Surging PR Problem – Wendy’s took a bruising last week and competitors cut it no slack either. CNN reported on the story but it was the marketing/PR aspect of this that caused a lot of brand damage: 

'Whoever called it surge pricing made the worst marketing mistake you can think of,' said Juan Castillo, assistant professor of economics at the University of Pennsylvania. 'Surge pricing sent the message to everybody that this is mostly about increasing prices. That created a very negative reaction from the public.'

What am I Looking At? – Everyone last week was pondering the ethnic diversity of generative AI tools. Even the Atlantic did a deep dive into the subject. Here’s a taste:

Is there a right way for Google’s generative AI to create fake images of Nazis? Apparently so, according to the company. Gemini, Google’s answer to ChatGPT, was shown last week to generate an absurd range of racially and gender-diverse German soldiers styled in Wehrmacht garb. It was, understandably, ridiculed for not generating any images of Nazis who were actually white. Prodded further, it seemed to actively resist generating images of white people altogether. The company ultimately apologized for “inaccuracies in some historical image generation depictions” and paused Gemini’s ability to generate images featuring people.
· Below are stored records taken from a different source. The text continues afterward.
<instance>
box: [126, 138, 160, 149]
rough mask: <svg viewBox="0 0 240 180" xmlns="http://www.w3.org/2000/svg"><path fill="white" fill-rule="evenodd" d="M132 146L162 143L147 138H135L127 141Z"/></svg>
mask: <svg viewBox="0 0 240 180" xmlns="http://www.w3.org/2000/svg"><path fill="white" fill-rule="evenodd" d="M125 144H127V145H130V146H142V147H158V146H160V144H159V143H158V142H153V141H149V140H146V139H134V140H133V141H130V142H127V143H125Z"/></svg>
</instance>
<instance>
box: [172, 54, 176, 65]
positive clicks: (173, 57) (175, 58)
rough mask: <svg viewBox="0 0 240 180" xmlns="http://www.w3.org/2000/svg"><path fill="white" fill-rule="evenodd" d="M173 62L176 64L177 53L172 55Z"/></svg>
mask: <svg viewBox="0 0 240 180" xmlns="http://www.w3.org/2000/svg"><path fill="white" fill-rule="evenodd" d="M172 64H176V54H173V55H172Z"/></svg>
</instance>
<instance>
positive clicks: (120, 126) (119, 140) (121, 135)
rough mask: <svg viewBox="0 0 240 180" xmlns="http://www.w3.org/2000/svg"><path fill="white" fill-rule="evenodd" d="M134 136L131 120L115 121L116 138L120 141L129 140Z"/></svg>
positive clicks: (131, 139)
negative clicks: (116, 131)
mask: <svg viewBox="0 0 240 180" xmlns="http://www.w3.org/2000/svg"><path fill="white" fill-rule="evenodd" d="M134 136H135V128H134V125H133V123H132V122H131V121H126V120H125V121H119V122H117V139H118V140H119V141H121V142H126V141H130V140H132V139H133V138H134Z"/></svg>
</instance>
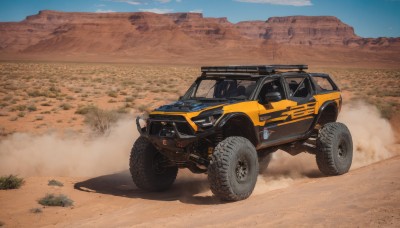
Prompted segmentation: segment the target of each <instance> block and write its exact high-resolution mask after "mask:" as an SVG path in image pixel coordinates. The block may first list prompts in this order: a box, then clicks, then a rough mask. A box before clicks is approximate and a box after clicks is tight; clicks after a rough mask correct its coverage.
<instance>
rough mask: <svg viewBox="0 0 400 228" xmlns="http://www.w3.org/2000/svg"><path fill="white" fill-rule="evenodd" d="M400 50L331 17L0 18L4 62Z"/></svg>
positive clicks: (2, 50)
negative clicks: (228, 19)
mask: <svg viewBox="0 0 400 228" xmlns="http://www.w3.org/2000/svg"><path fill="white" fill-rule="evenodd" d="M327 50H329V51H327ZM399 50H400V38H385V37H382V38H362V37H359V36H357V35H356V34H355V32H354V29H353V27H351V26H349V25H347V24H345V23H343V22H342V21H340V20H339V19H338V18H336V17H332V16H288V17H271V18H269V19H268V20H266V21H243V22H239V23H236V24H234V23H231V22H229V21H228V20H227V18H207V17H203V15H202V14H200V13H170V14H155V13H147V12H133V13H70V12H58V11H49V10H43V11H40V12H39V13H38V14H37V15H32V16H28V17H27V18H26V19H25V20H23V21H21V22H0V58H1V59H8V58H12V59H20V58H22V59H32V58H33V59H36V58H38V59H46V58H50V59H60V60H63V59H65V60H73V59H80V58H83V59H87V60H93V61H97V60H101V61H103V60H107V61H120V60H121V61H132V62H169V61H176V62H182V63H185V62H193V61H199V62H211V63H212V62H214V61H217V62H218V61H222V58H223V59H225V60H227V61H228V62H229V61H230V60H232V61H233V62H241V63H242V62H255V61H260V62H266V61H268V62H275V61H282V60H286V61H289V60H296V59H299V58H301V60H307V59H309V61H311V60H313V61H314V60H315V58H316V57H318V59H319V60H321V61H325V62H329V61H337V62H340V60H338V59H337V57H338V56H340V57H341V58H342V60H346V61H347V60H354V61H356V62H362V60H363V59H365V60H366V61H367V60H368V61H375V60H376V61H381V60H382V61H387V63H388V64H389V65H390V64H393V63H396V62H397V63H398V58H399V57H396V56H398V54H399ZM313 53H315V56H314V57H313ZM357 53H360V54H359V55H358V54H357ZM373 53H375V55H373ZM369 55H371V56H369ZM372 56H373V57H372ZM388 57H389V58H388ZM392 57H393V58H392ZM232 61H231V62H232ZM315 61H316V60H315Z"/></svg>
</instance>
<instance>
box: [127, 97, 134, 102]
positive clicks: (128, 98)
mask: <svg viewBox="0 0 400 228" xmlns="http://www.w3.org/2000/svg"><path fill="white" fill-rule="evenodd" d="M133 100H134V98H133V97H126V98H125V102H132V101H133Z"/></svg>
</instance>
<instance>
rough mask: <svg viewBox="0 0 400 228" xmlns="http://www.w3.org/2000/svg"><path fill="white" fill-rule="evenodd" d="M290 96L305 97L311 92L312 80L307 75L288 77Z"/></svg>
mask: <svg viewBox="0 0 400 228" xmlns="http://www.w3.org/2000/svg"><path fill="white" fill-rule="evenodd" d="M285 81H286V83H287V85H288V89H289V96H290V97H293V98H305V97H308V96H309V95H310V94H311V87H310V85H311V84H310V80H309V79H308V78H307V77H287V78H285Z"/></svg>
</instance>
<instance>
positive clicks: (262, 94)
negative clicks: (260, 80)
mask: <svg viewBox="0 0 400 228" xmlns="http://www.w3.org/2000/svg"><path fill="white" fill-rule="evenodd" d="M271 92H279V93H280V94H281V96H282V98H283V99H284V97H285V93H284V92H283V87H282V84H281V82H280V80H279V79H270V80H267V81H266V82H265V83H264V85H263V87H262V88H261V90H260V93H259V94H258V100H259V101H261V102H264V99H265V95H266V94H267V93H271Z"/></svg>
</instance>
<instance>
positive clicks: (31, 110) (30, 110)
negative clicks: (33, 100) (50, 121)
mask: <svg viewBox="0 0 400 228" xmlns="http://www.w3.org/2000/svg"><path fill="white" fill-rule="evenodd" d="M27 109H28V111H30V112H34V111H36V110H37V108H36V106H35V105H29V106H28V108H27Z"/></svg>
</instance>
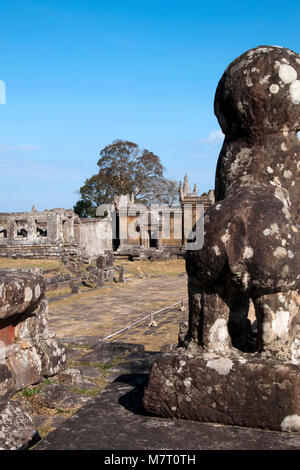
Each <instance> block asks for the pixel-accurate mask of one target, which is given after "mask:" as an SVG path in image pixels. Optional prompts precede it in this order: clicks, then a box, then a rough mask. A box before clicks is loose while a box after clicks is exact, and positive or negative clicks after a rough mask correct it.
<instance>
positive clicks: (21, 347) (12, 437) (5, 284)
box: [0, 268, 66, 449]
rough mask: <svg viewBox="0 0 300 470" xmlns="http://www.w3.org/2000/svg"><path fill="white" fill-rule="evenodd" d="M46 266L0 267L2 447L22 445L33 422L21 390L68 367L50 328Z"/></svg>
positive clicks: (63, 356)
mask: <svg viewBox="0 0 300 470" xmlns="http://www.w3.org/2000/svg"><path fill="white" fill-rule="evenodd" d="M44 294H45V281H44V278H43V276H42V275H41V270H40V269H38V268H36V269H1V270H0V449H18V448H21V447H22V446H23V445H25V444H26V443H28V442H29V441H30V440H31V439H32V438H33V437H34V426H33V424H32V421H31V419H30V417H29V416H28V414H27V413H26V411H25V409H23V408H22V405H21V404H20V403H19V402H17V401H15V400H12V399H11V398H12V397H13V395H14V394H15V392H16V391H18V390H21V389H23V388H25V387H27V386H28V385H31V384H36V383H39V382H41V381H42V379H43V377H50V376H53V375H55V374H57V373H58V372H60V371H61V370H62V369H64V367H65V361H66V356H65V351H64V349H63V347H62V346H61V345H60V343H59V341H58V340H57V339H56V338H55V334H54V333H53V332H51V331H50V330H49V329H48V302H47V300H46V299H45V298H44Z"/></svg>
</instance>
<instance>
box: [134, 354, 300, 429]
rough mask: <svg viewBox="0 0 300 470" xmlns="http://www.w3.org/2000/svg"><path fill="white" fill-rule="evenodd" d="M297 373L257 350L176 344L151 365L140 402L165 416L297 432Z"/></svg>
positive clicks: (149, 411) (299, 391) (259, 427)
mask: <svg viewBox="0 0 300 470" xmlns="http://www.w3.org/2000/svg"><path fill="white" fill-rule="evenodd" d="M299 372H300V369H299V366H297V365H294V364H292V363H289V362H284V361H280V360H278V359H272V358H264V360H262V357H261V355H260V354H241V353H239V352H238V351H237V352H235V351H233V352H232V353H229V354H226V355H218V354H215V353H211V352H206V353H205V352H202V353H201V352H200V353H199V351H197V352H194V353H192V352H191V351H188V350H186V349H184V348H178V350H177V351H176V352H173V353H172V352H171V353H170V354H164V356H162V357H161V358H160V359H158V360H157V361H156V362H155V363H154V365H153V367H152V370H151V373H150V379H149V385H148V387H147V388H146V390H145V392H144V398H143V404H144V407H145V409H146V410H147V411H148V412H149V413H151V414H154V415H159V416H162V417H166V418H175V417H176V418H184V419H188V420H193V421H203V422H213V423H220V424H227V425H236V426H246V427H253V428H262V429H272V430H276V431H300V374H299Z"/></svg>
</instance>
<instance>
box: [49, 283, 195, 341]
mask: <svg viewBox="0 0 300 470" xmlns="http://www.w3.org/2000/svg"><path fill="white" fill-rule="evenodd" d="M182 299H187V278H186V277H185V276H184V277H159V278H148V279H136V280H132V281H130V282H128V283H125V284H117V285H114V286H110V287H104V288H103V289H99V290H94V291H92V292H84V293H81V294H78V295H73V296H70V297H68V298H64V299H61V300H57V301H51V302H50V306H49V323H50V328H51V329H53V330H54V331H55V333H56V335H57V336H58V337H59V338H61V339H63V338H78V337H86V336H94V337H95V336H98V337H99V339H103V338H105V337H106V336H108V335H110V334H111V333H114V332H116V331H118V330H120V329H122V328H124V327H126V326H128V325H130V324H131V323H133V322H135V321H137V320H139V319H141V318H143V317H144V316H145V315H147V314H150V313H151V312H155V311H157V310H159V309H162V308H165V307H168V306H170V305H172V304H173V303H175V302H180V301H181V300H182ZM186 305H187V303H185V306H186ZM187 317H188V312H187V309H186V310H185V311H181V310H180V305H178V306H176V307H173V308H172V309H170V311H167V312H162V313H160V314H157V315H155V316H154V317H153V319H154V320H155V322H156V324H157V326H149V319H146V320H145V321H143V322H142V323H140V324H139V325H137V326H136V327H134V328H132V329H130V330H128V331H126V332H125V334H122V335H117V336H114V337H113V338H111V339H110V341H122V342H123V341H124V342H133V343H142V344H144V346H145V348H146V349H148V350H159V348H160V346H162V345H163V344H166V343H177V336H178V327H179V322H181V321H187Z"/></svg>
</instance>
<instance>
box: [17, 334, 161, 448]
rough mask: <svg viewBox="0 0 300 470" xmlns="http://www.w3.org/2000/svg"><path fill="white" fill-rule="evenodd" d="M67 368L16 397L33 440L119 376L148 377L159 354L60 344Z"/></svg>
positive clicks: (23, 392) (117, 344) (114, 349)
mask: <svg viewBox="0 0 300 470" xmlns="http://www.w3.org/2000/svg"><path fill="white" fill-rule="evenodd" d="M64 347H65V350H66V355H67V368H66V370H64V371H62V372H60V373H59V374H58V375H56V376H54V377H51V378H47V379H45V380H44V381H43V383H40V384H37V385H33V386H30V387H27V388H26V389H24V390H21V391H20V392H18V393H16V395H15V397H14V399H13V400H14V401H16V402H17V403H21V404H22V405H23V406H24V407H25V409H26V411H27V413H28V415H29V416H30V418H31V419H32V422H33V425H34V428H35V429H36V440H34V441H33V442H31V443H30V444H29V446H30V447H31V446H34V444H35V443H36V442H37V441H38V440H40V439H41V438H43V437H45V436H46V435H48V434H49V433H50V432H51V431H53V430H54V429H56V428H57V427H58V426H60V425H61V424H62V423H63V422H64V421H65V420H66V419H67V418H69V417H70V416H71V415H72V414H73V413H75V412H76V411H77V410H78V409H79V408H80V407H82V405H84V404H85V403H86V402H87V401H89V400H90V399H91V398H92V397H94V396H96V395H97V394H98V393H99V392H100V391H101V390H103V389H104V388H105V387H106V386H107V385H108V384H109V383H111V382H112V381H113V380H114V379H115V378H116V377H118V376H119V375H120V374H125V373H126V374H128V373H129V374H130V373H133V372H134V373H141V374H143V373H146V374H147V373H148V372H149V368H150V367H151V364H152V363H153V361H154V359H155V358H156V357H157V355H158V354H159V353H158V352H157V351H155V352H146V351H145V350H144V347H143V345H138V344H130V343H120V342H117V343H102V344H101V343H99V339H98V338H93V337H87V338H82V339H79V340H78V339H77V340H76V339H75V340H69V341H66V342H65V343H64Z"/></svg>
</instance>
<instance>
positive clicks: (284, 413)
mask: <svg viewBox="0 0 300 470" xmlns="http://www.w3.org/2000/svg"><path fill="white" fill-rule="evenodd" d="M299 78H300V56H299V54H296V53H295V52H293V51H291V50H289V49H285V48H280V47H269V46H262V47H258V48H255V49H252V50H250V51H248V52H246V53H245V54H243V55H242V56H240V57H238V58H237V59H236V60H235V61H233V62H232V63H231V64H230V65H229V66H228V67H227V69H226V70H225V72H224V74H223V76H222V78H221V80H220V82H219V85H218V88H217V91H216V96H215V114H216V116H217V118H218V121H219V124H220V126H221V128H222V130H223V132H224V134H225V140H224V143H223V147H222V150H221V153H220V156H219V160H218V164H217V170H216V187H215V199H216V200H215V204H214V205H212V206H211V207H208V208H207V210H206V212H205V217H204V233H205V237H204V245H203V247H202V249H200V250H190V251H188V252H187V255H186V266H187V273H188V276H189V326H188V332H187V334H186V336H185V339H184V340H183V338H180V342H181V344H182V345H184V346H185V347H186V352H182V351H173V352H171V353H170V354H166V355H165V357H163V358H162V359H160V360H158V361H157V362H156V363H155V365H154V366H153V368H152V371H151V374H150V381H149V386H148V388H147V390H146V392H145V398H144V405H145V408H146V409H147V410H148V411H150V412H153V413H155V414H158V415H161V416H168V417H173V416H177V417H182V418H187V419H196V420H200V421H213V422H219V423H225V424H238V425H241V426H255V427H264V428H266V429H268V428H269V429H276V430H284V431H299V430H300V427H299V416H300V401H299V396H300V383H299V380H298V377H299V364H300V349H299V348H300V301H299V299H300V297H299V289H300V274H299V272H300V238H299V237H300V235H299V234H300V203H299V201H300V185H299V178H300V173H299V172H300V141H299V139H298V136H297V132H298V131H299V128H300V99H299V96H298V95H299V93H298V91H299V86H298V85H299ZM251 300H252V303H253V305H254V307H255V313H256V325H255V328H256V329H255V330H254V329H252V327H251V322H250V321H249V319H248V318H247V317H248V311H249V305H250V301H251ZM235 348H236V349H235ZM238 350H240V351H242V352H243V353H244V355H243V354H242V353H239V352H238ZM246 353H255V354H253V355H252V356H250V357H248V356H249V354H246Z"/></svg>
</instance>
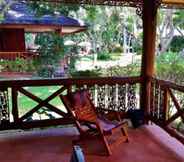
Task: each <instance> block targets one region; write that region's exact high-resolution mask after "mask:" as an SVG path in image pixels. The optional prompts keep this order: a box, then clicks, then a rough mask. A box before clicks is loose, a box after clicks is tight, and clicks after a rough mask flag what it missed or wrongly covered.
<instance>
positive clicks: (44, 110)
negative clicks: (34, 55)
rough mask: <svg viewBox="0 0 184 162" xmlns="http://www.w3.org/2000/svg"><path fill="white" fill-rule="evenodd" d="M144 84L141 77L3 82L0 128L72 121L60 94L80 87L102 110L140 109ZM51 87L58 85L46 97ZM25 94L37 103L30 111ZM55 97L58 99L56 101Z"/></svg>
mask: <svg viewBox="0 0 184 162" xmlns="http://www.w3.org/2000/svg"><path fill="white" fill-rule="evenodd" d="M141 83H142V79H141V78H140V77H130V78H86V79H85V78H84V79H46V80H11V81H0V99H1V103H2V104H0V121H1V124H0V129H17V128H21V129H22V128H33V127H42V126H53V125H59V124H69V123H72V122H73V121H72V120H71V118H70V115H69V114H68V112H67V111H66V109H65V108H64V107H63V104H62V102H61V101H60V100H59V97H58V96H59V95H60V94H66V93H67V92H68V91H75V90H77V89H88V90H89V91H90V92H91V98H92V101H93V102H94V104H95V106H96V107H97V110H98V111H109V110H115V111H119V112H126V111H128V110H129V109H137V108H139V93H140V85H141ZM48 87H55V90H53V89H51V88H50V90H48V93H50V94H49V95H48V96H46V97H44V98H43V96H44V95H45V94H44V93H46V92H45V91H44V90H45V89H48ZM31 89H33V90H31ZM35 89H39V92H38V93H35V92H34V90H35ZM38 94H39V95H38ZM21 96H24V97H25V98H27V100H29V102H33V103H34V104H32V105H33V106H32V107H31V108H29V110H28V106H27V104H26V103H23V104H22V106H20V102H22V100H23V98H22V97H21ZM25 98H24V99H25ZM53 99H54V100H57V101H58V102H57V103H56V104H55V103H53V102H52V101H53ZM22 109H26V112H25V111H24V112H23V113H22ZM35 116H36V117H35Z"/></svg>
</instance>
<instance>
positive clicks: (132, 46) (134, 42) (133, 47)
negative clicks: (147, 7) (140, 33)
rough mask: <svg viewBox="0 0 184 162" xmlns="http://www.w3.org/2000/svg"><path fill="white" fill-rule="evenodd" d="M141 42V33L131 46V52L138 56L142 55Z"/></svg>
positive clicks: (141, 34) (141, 44)
mask: <svg viewBox="0 0 184 162" xmlns="http://www.w3.org/2000/svg"><path fill="white" fill-rule="evenodd" d="M142 40H143V34H142V33H141V34H140V35H139V36H138V38H137V39H136V40H135V41H134V42H133V44H132V48H133V51H135V52H136V53H137V54H138V55H140V54H142Z"/></svg>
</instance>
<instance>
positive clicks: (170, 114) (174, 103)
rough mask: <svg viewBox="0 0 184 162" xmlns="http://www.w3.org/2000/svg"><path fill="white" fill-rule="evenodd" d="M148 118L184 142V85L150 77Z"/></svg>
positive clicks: (179, 139) (169, 132)
mask: <svg viewBox="0 0 184 162" xmlns="http://www.w3.org/2000/svg"><path fill="white" fill-rule="evenodd" d="M151 96H152V98H151V104H150V105H151V106H150V110H149V116H150V119H151V120H152V121H153V122H155V123H156V124H158V125H159V126H161V127H162V128H164V129H165V130H166V131H167V132H168V133H169V134H171V135H172V136H174V137H175V138H177V139H178V140H180V141H181V142H182V143H183V144H184V130H182V129H183V128H182V129H180V128H179V125H184V86H179V85H177V84H175V83H172V82H169V81H163V80H158V79H152V91H151Z"/></svg>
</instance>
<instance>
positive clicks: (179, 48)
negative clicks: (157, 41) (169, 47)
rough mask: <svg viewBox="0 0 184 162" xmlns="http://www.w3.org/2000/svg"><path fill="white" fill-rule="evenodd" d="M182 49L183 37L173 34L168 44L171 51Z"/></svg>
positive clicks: (183, 41)
mask: <svg viewBox="0 0 184 162" xmlns="http://www.w3.org/2000/svg"><path fill="white" fill-rule="evenodd" d="M183 49H184V37H183V36H175V37H174V38H173V39H172V42H171V44H170V50H171V51H173V52H180V51H182V50H183Z"/></svg>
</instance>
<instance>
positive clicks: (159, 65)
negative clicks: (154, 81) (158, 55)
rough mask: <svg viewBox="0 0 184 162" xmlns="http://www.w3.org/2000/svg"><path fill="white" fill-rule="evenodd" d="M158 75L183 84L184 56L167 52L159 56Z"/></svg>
mask: <svg viewBox="0 0 184 162" xmlns="http://www.w3.org/2000/svg"><path fill="white" fill-rule="evenodd" d="M156 75H157V77H158V78H160V79H164V80H170V81H173V82H176V83H179V84H182V82H183V80H184V58H183V56H181V55H179V54H177V53H173V52H167V53H164V54H161V55H160V56H158V57H157V62H156Z"/></svg>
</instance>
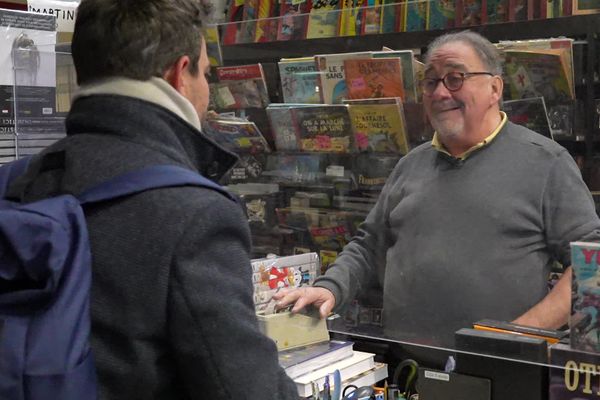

Or how about the day or so that gibberish was the order of the gen AI day? AFP reported:

ChatGPT was giving "peculiar" responses, generating non-existent words, incomplete sentences and general gobbledygook, developers using the tool said in a discussion forum on the OpenAI website.

'It gives me meaningless words followed by a bizarre list,' one developer lamented.

'It feels as if my GPT is haunted or something has been compromised, either on my end or at OpenAI's (end).'

I’m ‘haunted’ by the prospect of future gen AI bugs generating other kinds of problems for users and companies!  I think I’ll dress up as a gen AI tool for my Halloween costume (unless Jon’s already planning to do this)!